En Chine, le rap dans le collimateur du pouvoir

Le rappeur chinois Naggy, en février 2018, dans son studio d'enregistrement, à Shanghai. - Johannes Eisele - AFP
En Chine, le hip-hop n'a pas sa place. Les amateurs de ce genre musical en plein essor dans le pays pourraient bien connaître des temps difficiles, les autorités chinoises cherchant à faire taire cette musique jugée "'vulgaire", rapporte Le Figaro.
Popularité soudaine et interdiction d'antenne
Arrivé tardivement en Chine, le rap s'est attiré une popularité croissante avec des artistes locaux qui ont reçu une impulsion décisive l'an dernier grâce à la retransmission sur Internet d'une compétition de type télécrochet, The Rap of China ("Le rap de Chine") qui s'est attirée des audiences en ligne très impressionnantes.
Mais les autorités ne goûtent guerre cette musique qu'elles jugent vulgaire et agressive. A tel point que celles-ci ont interdit d'antenne les deux gagnants de la compétition, qui ne peuvent donc pas passer à la télévision chinoise. Ainsi, en janvier, Zhou Yan, 30 ans, l'un de ces deux rappeurs connu sous son nom de scène "GAI", suivi par près de quatre millions d'abonnés sur Weibo, l'équivalent chinois de Twitter, avait soudainement disparu du show télévisé regardé par de nombreux téléspectateurs, Singer. Aucune explication n'avait été fournie aux téléspectateurs.
Excuses publiques
Au moment de cette affaire, les réseaux sociaux avaient spéculé sur une directive gouvernementale destinée aux télévisions chinoises pour leur interdire de donner l'antenne à "des artistes avec des tatouages, à la musique hip hop" et aux musiciens "en conflit avec les valeurs essentielles et la morale du parti".
Quant à l'autre rappeur, PG One, de son vrai nom Wang Hao, il a été vivement critiqué par la presse pour une vieille chanson, datant de 2015. Il s'y vantait de manière obscène d'avoir forcé une femme, et semblait y promouvoir l'usage de drogue. Ce rappeur de 23 ans a finalement été obligé de présenter des excuses publiques, raconte Le Figaro. Il a exprimé ses regrets d'avoir été "influencé par la culture hip-hop". Autre conséquence de ce durcissement: ses chansons ont été retirées des plateforme de musique sur Internet.

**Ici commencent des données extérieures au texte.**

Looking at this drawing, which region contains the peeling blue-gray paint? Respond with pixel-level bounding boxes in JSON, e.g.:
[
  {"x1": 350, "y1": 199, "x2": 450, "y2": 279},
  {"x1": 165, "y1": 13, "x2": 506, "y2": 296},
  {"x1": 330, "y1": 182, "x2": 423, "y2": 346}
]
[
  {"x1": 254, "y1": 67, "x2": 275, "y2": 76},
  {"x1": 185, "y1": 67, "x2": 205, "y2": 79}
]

De quoi inquiéter les jeunes fans de rap chinois, qui redoutent de voir le hip-hop devenir à son tour la cible d'une vaste campagne contre les contenus jugés offensants pour le Parti communiste au pouvoir.
"C'est un signe montrant que le hip-hop va être interdit", estimait ainsi un commentateur sur Weibo, après l'éclatement de ces deux affaires. Tout en soulignant "l'esprit positif" du hip-hop malgré certaines paroles ordurières, il s'interrogeait: "le hip-hop vient d'émerger et maintenant le voilà brutalement interdit. N'est-ce pas de la régression culturelle?".
Un genre musical qui ne convient pas au Parti communiste
Présent aux Etats-Unis et en Europe depuis environ quatre décennies, le hip-hop est un genre totalement nouveau en Chine. Il était apparu au grand jour en 2017 avec la première saison sur Internet de The Rap of China, qui s'est achevée en septembre après avoir enregistré près de trois milliards de vues.
Mais l'émergence du hip-hop semble devoir se heurter au renforcement de l'emprise sur la liberté d'expression du Parti communiste soucieux de favoriser des contenus culturels patriotiques et "harmonieux", dans les médias et les arts. Outre des interdictions d'antenne et de chansons, ou des retraits de musique en ligne, la censure mise en place par le pouvoir chinois passerait également par des interdictions de concerts de rap.